Giter Site home page Giter Site logo

genomicsnx / ouija Goto Github PK

View Code? Open in Web Editor NEW

This project forked from kieranrcampbell/ouija

0.0 1.0 0.0 3.09 MB

Incorporating prior knowledge in single-cell trajectory learning using Bayesian nonlinear factor analysis

R 50.95% Shell 0.50% Stan 2.71% C++ 45.84%

ouija's Introduction

Ouija

Ouija is a statistical framework for learning pseudotimes from single-cell RNA-seq data using only small panels of marker genes and prior knowledge of gene behaviour. The user can place priors on whether a given gene is up or down regulated along a trajectory, as well as where in the trajectory the regulation happens. Under-the-hood Ouija uses Bayesian hierarchical nonlinear factor analysis as implemented in the probabilistic programming language Stan.

Getting started

Installation

# install.packages("devtools")
devtools::install_github("kieranrcampbell/ouija")
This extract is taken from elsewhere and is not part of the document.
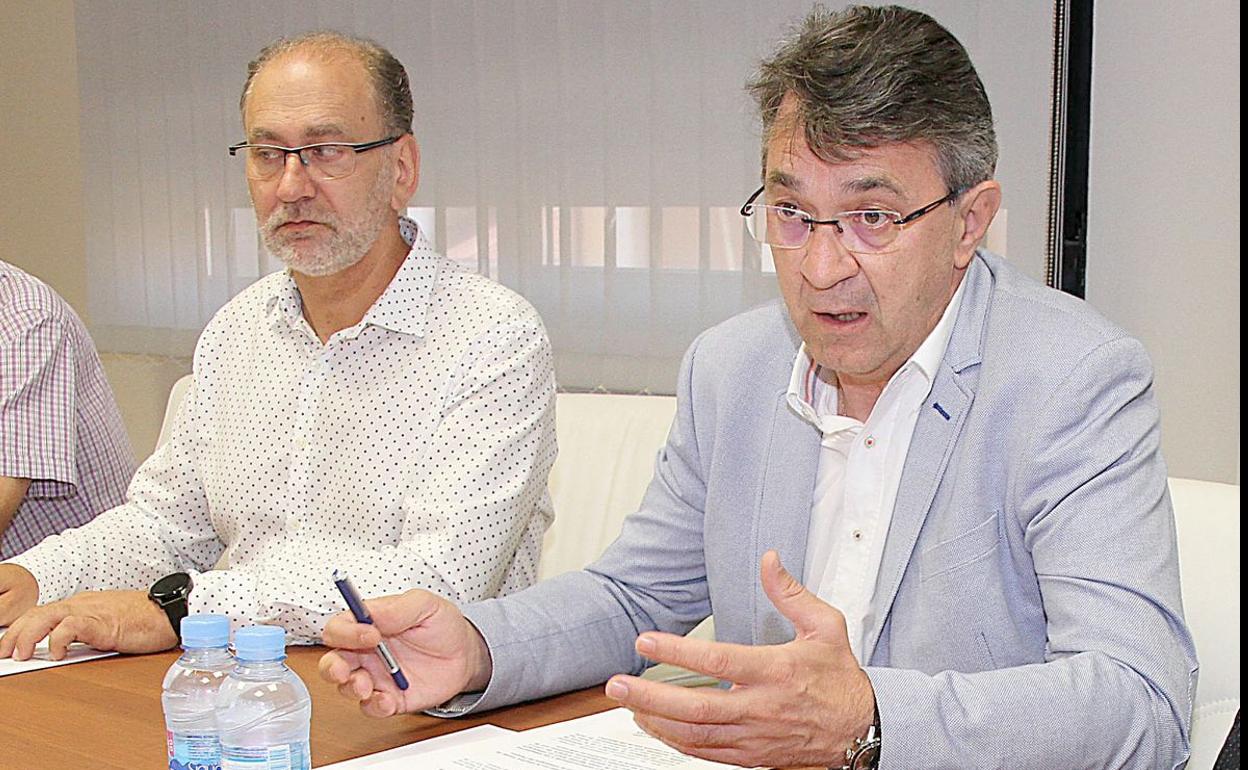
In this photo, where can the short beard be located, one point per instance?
(347, 241)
To build the Ouija vignette install using

devtools::install_github("kieranrcampbell/ouija", local = FALSE, 
                          args = "--preclean", build_vignettes = TRUE)

Model fitting

Input is a cell-by-gene expression matrices that is non-negative and represents logged gene expression values. We recommend using log2(TPM + 1).

library(ouija)
data(synth_gex) # synthetic gene expression data bundled

Prior expectations in Ouija are encoded by whether we expect genes to turn on or off along the trajectory through the k_means parameter, with one for each gene. This is discussed further below.
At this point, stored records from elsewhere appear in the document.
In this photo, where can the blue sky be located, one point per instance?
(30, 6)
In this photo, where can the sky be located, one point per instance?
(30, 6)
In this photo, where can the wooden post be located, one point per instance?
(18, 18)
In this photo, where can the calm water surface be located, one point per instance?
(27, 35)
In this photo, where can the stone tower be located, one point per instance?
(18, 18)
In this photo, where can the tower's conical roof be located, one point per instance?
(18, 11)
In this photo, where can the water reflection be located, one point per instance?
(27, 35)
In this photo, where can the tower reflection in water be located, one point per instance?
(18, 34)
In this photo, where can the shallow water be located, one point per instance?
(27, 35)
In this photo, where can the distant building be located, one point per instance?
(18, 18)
strengths <- 5 * c(1, -1, 1, -1, -1, -1)
oui <- ouija(synth_gex, strengths)

Ouija also supports Variational Bayes using the inference_type = "vb" argument in ouija. For more details see the vignette.

Plotting

Since we've performed MCMC inference we should check the convergence:

plot(oui, what = "diagnostic")

We can then plot the gene behaviour at the MAP pseudotime estimates:

plot(oui, what = "behaviour")

An informative way to understand the uncertainty in the ordering is to look at the gene expression trace plot:

plot(oui, what = "heatmap")

We can also plot how the prior compares to the posterior over the activation parameters, such as strength or time:

plot(oui, what = "pp")

Extracting the pseudotimes

Point estimates

MAP estimates (ie point estimates) may be extracted using the map_pseudotime function for further downstream analysis:

t_map_estimate <- map_pseudotime(oui)

For example, if you're working with an SCESet object from the scater package, you could add this as a new variable in the phenotype data slot:

pData(sce)$Pseudotime <- map_pseudotime(oui)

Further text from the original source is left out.